The Chemical Facility Anti-Terrorism Standards, or CFATS, is a program administered by the Department of Homeland Security with the aim of protecting “high-risk” chemical facilities across the United States. These facilities are deemed high-risk based on the chemicals they have on-site and the potential damage these chemicals can cause if used by terrorists to attack the population of the United States.
The program was passed by Congress in 2007 and, as a new program to be managed by a new agency (DHS), CFATS has seen its fair share of growing pains. What was probably the most challenging period for CFATS was triggered by events occurring December 22, 2011. That day, Fox News published what should have been an internal DHS memo prepared by the new Director of DHS’ Infrastructure Compliance Security Division (ISCD), the division within DHS responsible for CFATS implementation, addressed exclusively to the Under Secretary’s office. In that memo, the Director presented certain challenges she had identified with CFATS and also a list of action items to fix those issues. Who was behind the leak and why it was leaked is anybody’s guess, but on an election year and considering the media outlet to which it was leaked, political motivation is definitely a possibility.
The issues described in the memo were serious. The fact that ISCD had not approved a single Site Security Plan or carried out any compliance inspection of a regulated facility years after the program was put in place was a cause of great concern. Also, the memo indicated that the culture within ISCD did not promote professionalism, respect and openness.
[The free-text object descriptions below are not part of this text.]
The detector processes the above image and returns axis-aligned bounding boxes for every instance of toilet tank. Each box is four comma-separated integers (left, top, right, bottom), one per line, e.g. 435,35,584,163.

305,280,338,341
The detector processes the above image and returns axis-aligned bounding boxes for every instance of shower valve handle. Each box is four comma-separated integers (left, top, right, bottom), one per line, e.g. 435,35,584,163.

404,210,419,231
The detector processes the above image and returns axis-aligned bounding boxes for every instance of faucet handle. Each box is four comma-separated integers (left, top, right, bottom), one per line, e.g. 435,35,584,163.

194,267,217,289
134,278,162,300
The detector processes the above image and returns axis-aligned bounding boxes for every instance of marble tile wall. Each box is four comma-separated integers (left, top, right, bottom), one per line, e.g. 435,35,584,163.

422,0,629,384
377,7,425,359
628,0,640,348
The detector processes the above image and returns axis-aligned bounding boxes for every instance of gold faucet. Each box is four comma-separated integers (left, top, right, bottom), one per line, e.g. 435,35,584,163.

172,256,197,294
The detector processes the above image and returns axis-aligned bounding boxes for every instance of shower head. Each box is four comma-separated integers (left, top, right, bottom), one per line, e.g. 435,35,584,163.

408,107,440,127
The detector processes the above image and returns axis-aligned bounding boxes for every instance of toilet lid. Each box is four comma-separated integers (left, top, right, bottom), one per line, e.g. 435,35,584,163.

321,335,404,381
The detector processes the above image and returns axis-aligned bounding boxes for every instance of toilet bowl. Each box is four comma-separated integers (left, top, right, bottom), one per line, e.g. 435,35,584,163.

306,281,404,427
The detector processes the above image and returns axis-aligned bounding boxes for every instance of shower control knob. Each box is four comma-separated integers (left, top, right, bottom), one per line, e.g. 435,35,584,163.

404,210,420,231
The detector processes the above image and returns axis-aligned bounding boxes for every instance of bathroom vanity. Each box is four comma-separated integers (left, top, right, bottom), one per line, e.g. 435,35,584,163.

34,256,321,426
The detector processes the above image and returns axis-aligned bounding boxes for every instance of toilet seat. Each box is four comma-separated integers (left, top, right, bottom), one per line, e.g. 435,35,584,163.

The memo indicated a lack of measurable employee performance goals and unclear performance and conduct standards.
The leaked memo created a storm of criticism against the program. Voices from the public and even from members of Congress who had historically supported the program such as Susan Collins (R-Maine), called for heads to roll. Collins even expressed that DHS had misled Congress on the real progress of the program.
Unfortunately, this was a case of the media sensationalizing what should have been an internal discussion. A report published on July 26, 2012 by the United States Government Accountability Office (GAO) on the leaked memo and the progress ISCD has made on addressing those issues indicates that the memo was not intended for wider internal or external dissemination and that, as recognized by the Director herself, was based on opinions and conclusions that had not undergone the normal review process by DHS’s Secretariat. It also indicates that the memo was not reflective of the official DHS position.
Furthermore, senior ISCD officials contacted by GAO for the July 2012 report indicated that although they were generally in agreement with the findings of the memo, they believed it was missing context and balance. They indicated the memo was overly negative and never presented any of the achievements of the program. The fact that thousands of former high-risk facilities had decided to reduce or eliminate hazardous chemicals in order to drop from the program undoubtedly made America safer. To further complicate matters for ISCD and CFATS in particular, the media almost completely ignored the fact that the memo also included a plan to solve the identified issues. Ninety-four action items were identified by the Director and her team to address all of the identified issues.
According to GAO, by June 2012, 40 percent of the items in the plan were already completed. The remaining 60 percent were in progress.
One critical and difficult action item in the list is the creation of a new system to review, evaluate and approve/disapprove Site Security Plans. The current system is clearly inadequate; it would take years to evaluate all the SSPs under today’s arrangement.
The conclusion of the GAO report is that, although ISCD has identified the numerous challenges facing CFATS, the action plan intended to address those challenges is a step in the right direction. Also, it says that it is still too early to know if the action items will have the intended effect on the legislation as only 38 items have been completed so far, with 56 still in progress.
We tend to agree with GAO; CFATS is an important program, without which our country would face an increased risk of terrorist attack. Both industry and government agree on its importance and are willing to make the investments and sacrifices required for its survival. With clear procedures and a streamlined mechanism for SSP evaluation and final approval, CFATS will remain at the forefront of homeland security.